Ever since the First Pretty Good Awakening (at least), a kind of conservative Protestant has looked for indications of genuine faith — such as religious affections, or unwillingness to compromise with worldliness (read holiness) — to distinguish real Christianity from one that simply goes through the motions. (The search for certainty comes in other forms. Think of the “logic” that concludes with papal supremacy as the guarantee that inauthentic Christianity won’t prevail. Then we have the politicized Protestantism that looks for public square displays of moral outrage as indicators of the real deal.)
The First Pretty Good Awakening’s brief against nominal Christianity — going through the motions — raises serious problems for means of grace (confessional) Protestants since going to church, singing the psalms, receiving the Lord’s Supper, hearing the word read and preached are the very God-ordained motions that real Christians go through. Can singing be faked? Sure. The awakeners’ answer, then, was to find some form of Christian devotion that avoided dissimulation. One of the more recent examples of this quest for authenticity was charismatic or Praise & Worship worship (redundancy intended). Here, supposedly, was a vibrant display of worship, with music that would always yield the desired spiritual vigor.

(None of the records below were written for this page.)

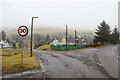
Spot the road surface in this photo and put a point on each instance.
(99, 62)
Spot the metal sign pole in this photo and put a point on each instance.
(22, 51)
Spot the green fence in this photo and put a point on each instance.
(69, 47)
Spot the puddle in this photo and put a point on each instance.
(21, 73)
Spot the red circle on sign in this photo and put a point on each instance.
(26, 31)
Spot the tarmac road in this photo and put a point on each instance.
(99, 62)
(86, 63)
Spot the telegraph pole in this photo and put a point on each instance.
(66, 37)
(32, 34)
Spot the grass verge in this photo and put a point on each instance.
(67, 50)
(45, 47)
(11, 61)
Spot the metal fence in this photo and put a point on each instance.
(69, 47)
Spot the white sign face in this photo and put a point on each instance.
(23, 30)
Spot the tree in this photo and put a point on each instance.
(47, 39)
(114, 36)
(14, 45)
(2, 35)
(102, 33)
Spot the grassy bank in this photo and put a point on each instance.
(45, 47)
(11, 61)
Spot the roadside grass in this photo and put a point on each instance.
(44, 47)
(67, 50)
(12, 63)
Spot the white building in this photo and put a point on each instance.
(55, 42)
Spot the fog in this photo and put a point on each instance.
(77, 14)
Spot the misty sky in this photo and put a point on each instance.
(77, 14)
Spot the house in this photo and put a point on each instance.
(4, 44)
(71, 40)
(55, 42)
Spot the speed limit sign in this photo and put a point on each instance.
(22, 30)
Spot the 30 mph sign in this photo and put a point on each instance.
(22, 30)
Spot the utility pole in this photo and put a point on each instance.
(75, 39)
(32, 34)
(66, 37)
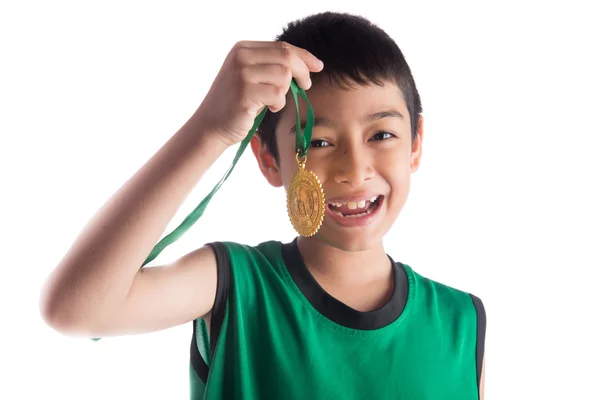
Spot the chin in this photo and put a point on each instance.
(350, 241)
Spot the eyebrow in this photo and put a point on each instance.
(326, 122)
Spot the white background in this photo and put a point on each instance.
(505, 204)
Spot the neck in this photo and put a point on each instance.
(366, 265)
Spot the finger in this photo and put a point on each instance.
(284, 56)
(269, 74)
(299, 60)
(313, 63)
(272, 96)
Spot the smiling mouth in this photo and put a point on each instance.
(355, 209)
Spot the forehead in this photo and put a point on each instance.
(345, 105)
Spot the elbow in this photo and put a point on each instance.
(57, 315)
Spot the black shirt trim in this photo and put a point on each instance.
(481, 327)
(218, 311)
(334, 309)
(198, 362)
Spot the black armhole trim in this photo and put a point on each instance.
(198, 362)
(223, 275)
(481, 327)
(218, 311)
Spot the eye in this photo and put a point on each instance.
(383, 135)
(319, 143)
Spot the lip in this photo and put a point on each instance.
(354, 222)
(354, 197)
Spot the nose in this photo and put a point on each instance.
(353, 166)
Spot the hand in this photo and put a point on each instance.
(253, 75)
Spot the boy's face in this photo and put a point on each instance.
(357, 159)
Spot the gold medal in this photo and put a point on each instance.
(305, 200)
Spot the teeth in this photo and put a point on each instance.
(353, 205)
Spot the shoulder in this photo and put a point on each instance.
(234, 253)
(444, 292)
(460, 307)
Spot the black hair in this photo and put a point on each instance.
(354, 50)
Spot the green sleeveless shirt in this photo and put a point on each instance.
(276, 334)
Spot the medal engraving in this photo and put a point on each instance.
(305, 202)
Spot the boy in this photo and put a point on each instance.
(327, 316)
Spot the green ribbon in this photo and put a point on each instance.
(302, 143)
(302, 140)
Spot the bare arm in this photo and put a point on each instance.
(97, 287)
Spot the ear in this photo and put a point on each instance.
(266, 162)
(417, 147)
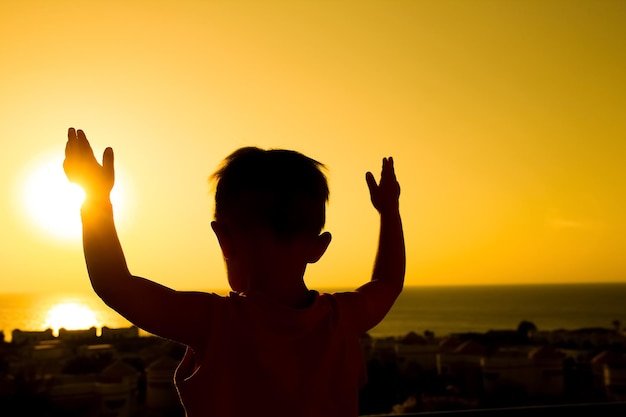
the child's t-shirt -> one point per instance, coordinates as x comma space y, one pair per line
266, 359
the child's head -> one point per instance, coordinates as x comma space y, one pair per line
277, 190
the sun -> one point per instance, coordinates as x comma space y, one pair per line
53, 203
70, 316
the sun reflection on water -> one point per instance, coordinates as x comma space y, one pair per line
70, 316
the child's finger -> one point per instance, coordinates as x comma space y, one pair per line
371, 182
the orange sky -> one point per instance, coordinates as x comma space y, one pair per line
506, 120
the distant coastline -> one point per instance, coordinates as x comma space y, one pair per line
439, 309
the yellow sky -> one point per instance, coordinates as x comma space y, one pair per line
507, 121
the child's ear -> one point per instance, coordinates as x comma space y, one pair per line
320, 245
222, 237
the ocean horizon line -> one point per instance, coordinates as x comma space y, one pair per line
324, 288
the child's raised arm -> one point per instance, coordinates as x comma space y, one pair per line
151, 306
379, 294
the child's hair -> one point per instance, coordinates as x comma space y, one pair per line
281, 190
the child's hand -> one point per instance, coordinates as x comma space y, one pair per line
385, 194
81, 167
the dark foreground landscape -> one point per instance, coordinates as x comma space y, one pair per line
120, 373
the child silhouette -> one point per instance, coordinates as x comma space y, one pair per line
272, 346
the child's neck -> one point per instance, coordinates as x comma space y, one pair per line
295, 296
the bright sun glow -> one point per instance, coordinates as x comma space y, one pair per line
70, 316
52, 202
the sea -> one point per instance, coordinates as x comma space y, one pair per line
442, 310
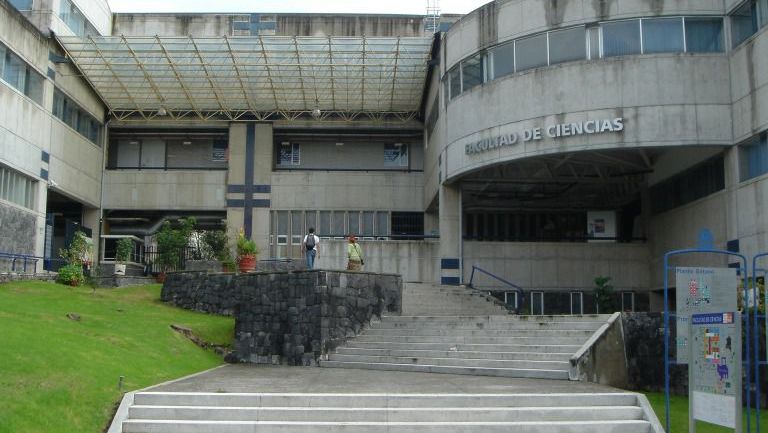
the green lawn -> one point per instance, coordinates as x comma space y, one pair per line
678, 406
60, 375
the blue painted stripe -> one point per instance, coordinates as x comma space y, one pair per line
449, 264
242, 189
451, 281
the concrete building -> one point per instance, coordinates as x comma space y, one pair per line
547, 143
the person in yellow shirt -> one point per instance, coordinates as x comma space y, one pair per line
355, 260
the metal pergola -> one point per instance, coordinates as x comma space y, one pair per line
261, 78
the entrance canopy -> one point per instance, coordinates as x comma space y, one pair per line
265, 77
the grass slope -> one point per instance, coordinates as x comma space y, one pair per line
678, 408
60, 375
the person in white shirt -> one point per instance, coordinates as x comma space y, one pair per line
310, 246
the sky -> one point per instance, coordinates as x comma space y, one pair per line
301, 6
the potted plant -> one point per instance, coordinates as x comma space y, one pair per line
246, 253
122, 255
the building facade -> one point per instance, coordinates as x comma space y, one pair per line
548, 143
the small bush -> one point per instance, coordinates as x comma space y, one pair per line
71, 275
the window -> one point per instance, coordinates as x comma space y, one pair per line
744, 22
593, 40
472, 72
19, 75
454, 80
692, 184
407, 224
704, 35
628, 301
754, 158
76, 117
290, 154
567, 45
621, 38
396, 155
75, 20
503, 60
510, 300
17, 188
537, 303
663, 35
577, 303
22, 5
531, 52
382, 224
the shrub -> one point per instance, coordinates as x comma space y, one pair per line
171, 242
124, 250
71, 275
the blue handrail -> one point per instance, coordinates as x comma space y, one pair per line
23, 258
515, 287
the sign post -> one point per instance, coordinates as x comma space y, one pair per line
714, 370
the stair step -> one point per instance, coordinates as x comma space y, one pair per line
180, 426
453, 362
544, 348
448, 369
383, 415
540, 356
283, 400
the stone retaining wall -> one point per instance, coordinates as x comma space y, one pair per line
288, 317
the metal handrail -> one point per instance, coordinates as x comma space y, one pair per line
23, 257
515, 287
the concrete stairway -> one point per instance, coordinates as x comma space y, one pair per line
158, 412
436, 300
511, 346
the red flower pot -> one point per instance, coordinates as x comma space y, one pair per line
247, 263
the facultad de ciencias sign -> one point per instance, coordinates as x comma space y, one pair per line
555, 131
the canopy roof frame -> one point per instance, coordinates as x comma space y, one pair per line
262, 78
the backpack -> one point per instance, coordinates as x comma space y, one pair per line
310, 243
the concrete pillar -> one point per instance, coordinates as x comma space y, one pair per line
450, 235
249, 182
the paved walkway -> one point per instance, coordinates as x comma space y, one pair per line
280, 379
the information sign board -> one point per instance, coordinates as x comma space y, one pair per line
701, 290
714, 370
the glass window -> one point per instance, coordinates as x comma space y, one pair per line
472, 72
382, 223
454, 77
621, 38
593, 39
531, 52
704, 35
396, 155
754, 158
367, 224
577, 303
628, 301
22, 5
663, 35
567, 45
744, 22
503, 59
537, 303
353, 223
338, 224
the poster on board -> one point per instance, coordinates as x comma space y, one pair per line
701, 290
715, 369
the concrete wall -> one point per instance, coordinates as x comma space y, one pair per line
134, 24
157, 190
556, 266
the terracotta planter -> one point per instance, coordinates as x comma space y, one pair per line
246, 263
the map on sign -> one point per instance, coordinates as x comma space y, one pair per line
715, 367
701, 290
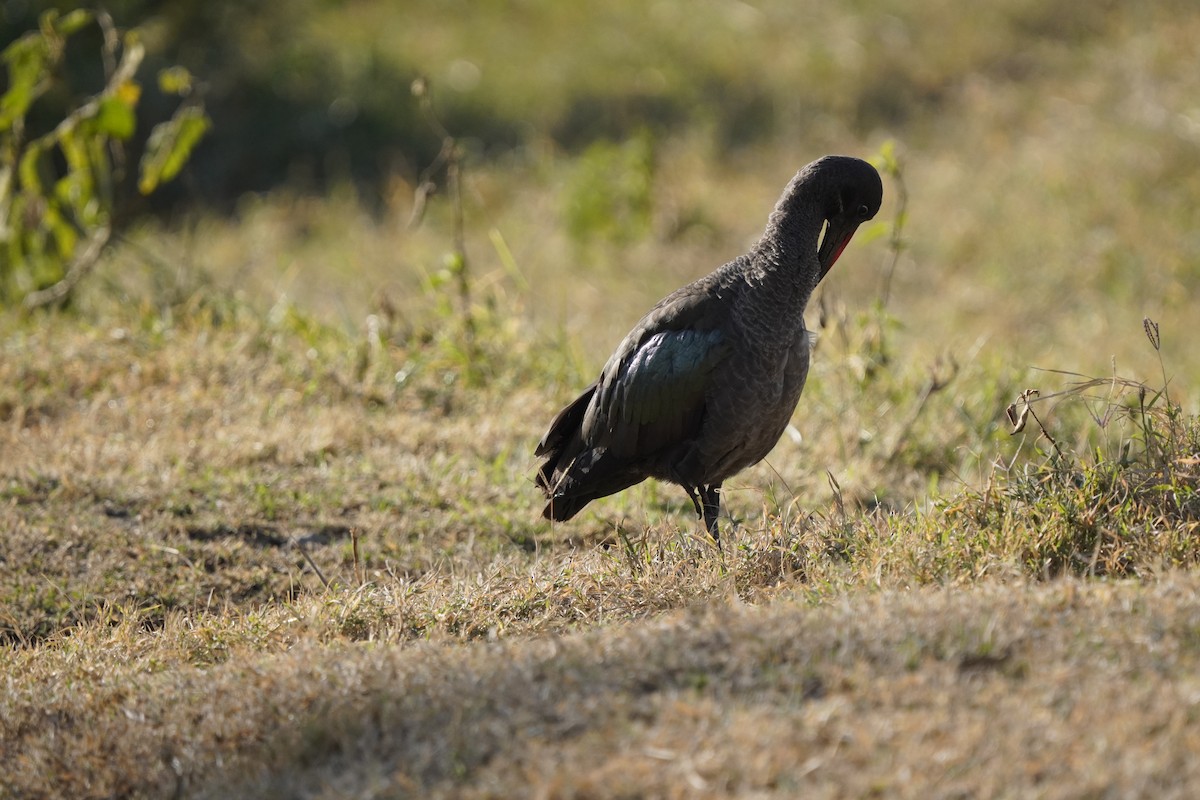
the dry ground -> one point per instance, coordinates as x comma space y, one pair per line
267, 516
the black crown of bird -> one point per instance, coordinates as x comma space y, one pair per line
707, 380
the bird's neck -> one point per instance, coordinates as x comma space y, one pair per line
786, 257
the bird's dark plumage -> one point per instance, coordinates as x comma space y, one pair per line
706, 383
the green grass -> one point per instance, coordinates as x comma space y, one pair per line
267, 499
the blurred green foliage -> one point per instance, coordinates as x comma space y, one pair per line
311, 92
610, 191
59, 187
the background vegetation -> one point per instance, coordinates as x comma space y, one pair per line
269, 522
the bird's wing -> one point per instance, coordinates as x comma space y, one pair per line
651, 394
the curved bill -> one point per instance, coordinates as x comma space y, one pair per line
837, 235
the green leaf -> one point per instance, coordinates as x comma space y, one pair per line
169, 146
28, 61
115, 118
175, 80
72, 22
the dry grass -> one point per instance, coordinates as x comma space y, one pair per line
1057, 690
269, 527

Turns out that even charismatic worship can be faked (thanks to our Presbyterian-in-exile):
The lights are dim, candles are lit, the music swells as the lead vocalist goes up an octave for the climactic end of the song, and throughout the room dozens of college students raise their hands as they sing with abandon. It’s a powerful moment in the worship service. Then the song stops. The students drop their hands open their eyes. In front of me two of the girls who had their hands raised a few seconds earlier are having a conversation about their afternoon plans. Then the music starts up again, they end their conversation, close their eyes, and throw their hands up in the air again.
The solution is not to find the next devotional fix that will show when faith is real. It is instead to abandon QIRC and be content with the means that God has ordained, and the struggles that accompany seeing only by faith.